Avoir peur d’un virus tueur, c’est normal. Céder à la panique, un peu moins, comme le résume parfaitement le professeur d’économie Alexandre Delaigue dans ce tweet. Mais cet affolement est entretenu dans notre imaginaire par une production prolifique d’œuvres littéraires, artistiques, cinématographiques et télévisuelles. C’est qu’en temps de paix et de calme «virologique», on aime bien jouer à se faire peur en s’abreuvant d’histoires à faire des insomnies. Moi la première! Un de mes livres de chevet, quand j’étais jeune, avait pour titre «La Peste». En prenant de l’âge, j’ai développé un goût prononcé pour la littérature de science-fiction avec une prédilection pour les histoires racontant un futur utopique assez sombre (Aldous Huxley, Ray Bradbury, Harry Harrison, George Orwell, Philip K. Dick) et pour les bandes dessinées de S-F, dont le récent «Walking Dead».

La science-fiction est un terrain fertile pour ce genre d’histoires, mais elles sont rarement assez réalistes pour alimenter l’angoisse. Même si le récent «Life - origine inconnue», de Daniel Espinosa, m’a marquée avec son agent infectieux qui se transforme rapidement en bête tueuse et décime l’équipage de la station spatiale internationale.

Ces dix dernières années, films, séries TV, jeux vidéos, romans pour ados et adultes, ont alimenté notre peur du virus pour en faire de véritables shoots d’angoisse, réalistes et réguliers. En faire la liste serait fastidieux, mais je retiens quelques bijoux du genre.

  • La série Netflix; «The Rain», qui raconte l’histoire de Simone et Rasmus, sœur et frère, enfermés dans un bunker parce que la pluie tue les humains.
  • Les films «10 Cloverfield Lane», qui raconte le réveil dans une cave d’une jeune femme croyant avoir été kidnappée, mais qui aurait échappé à un agent mortel, et «Contagion», qui raconte l’explosion d’une pandémie mondiale, la course effrénée pour trouver un vaccin, la chasse au patient zéro d’une doctoresse de l’OMS, les morts en pagaille qui sapent les fondements de la société et un blogueur complotiste.
  • Les jeux vidéos «Plague Inc», qui permet de simuler la propagation d’un virus dans le monde (retiré de l’App Store chinois cette semaine), et «The Last of Us», qui décrit un monde décimé par une pandémie provoquée par un champignon.
  • Les romans «L’Année du lion», de Deon Meyer, qui raconte les tentatives de créer une nouvelle société après que le monde a été décimé à 90% par une épidémie, et «Station Eleven», d’Emily St. John Mandel, avec l’effondrement rapide de notre monde suite à une épidémie et notre dépendance aux outils numériques qu’il révèle.
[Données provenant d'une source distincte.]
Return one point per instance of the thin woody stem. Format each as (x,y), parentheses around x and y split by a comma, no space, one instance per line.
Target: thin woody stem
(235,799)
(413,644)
Ces dystopies récentes entretiennent, pour celles et ceux qui y ont goûté, l’angoisse de la maladie globalisée tuant tout ou presque sur son passage. Si elles fonctionnent bien dans leur mission d’agents anxiogènes, c’est qu’elles surfent sur un registre floutant la barrière entre vrai et faux, information et intox, risque et danger. Cette incapacité à distinguer la fiction de la réalité conditionne en partie notre cerveau à sur-réagir.
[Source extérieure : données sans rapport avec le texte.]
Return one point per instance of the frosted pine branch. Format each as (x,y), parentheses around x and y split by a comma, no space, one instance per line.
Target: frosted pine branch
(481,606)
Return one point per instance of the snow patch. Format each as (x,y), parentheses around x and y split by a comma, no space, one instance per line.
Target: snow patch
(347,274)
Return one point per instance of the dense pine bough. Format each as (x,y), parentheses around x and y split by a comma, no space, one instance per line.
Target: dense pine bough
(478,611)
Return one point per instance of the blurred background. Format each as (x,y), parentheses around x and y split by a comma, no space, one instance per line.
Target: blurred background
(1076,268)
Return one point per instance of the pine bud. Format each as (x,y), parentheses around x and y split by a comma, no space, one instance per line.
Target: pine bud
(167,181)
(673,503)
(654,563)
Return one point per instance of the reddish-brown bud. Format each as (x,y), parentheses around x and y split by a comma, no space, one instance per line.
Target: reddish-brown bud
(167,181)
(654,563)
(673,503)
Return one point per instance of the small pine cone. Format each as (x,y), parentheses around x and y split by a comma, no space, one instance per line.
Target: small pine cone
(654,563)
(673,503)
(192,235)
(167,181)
Pour ma part, elles m’aident à mieux comprendre ma résistance à ce «virus» qu’est la panique. Mon métier, journaliste, m’impose un devoir de réalité où la fiction n’a pas sa place. En me frottant régulièrement à ces productions affolantes et révélatrices des pires penchants humains, j’ai dû développer une forme d’immunité au stress généré par la potentialité du pire. Et ma mission de journaliste est peut-être de transmettre cette immunité, cette obsession de faire la différence entre fiction et réalité.

Bon, je vous laisse, il faut que je remplisse le frigo.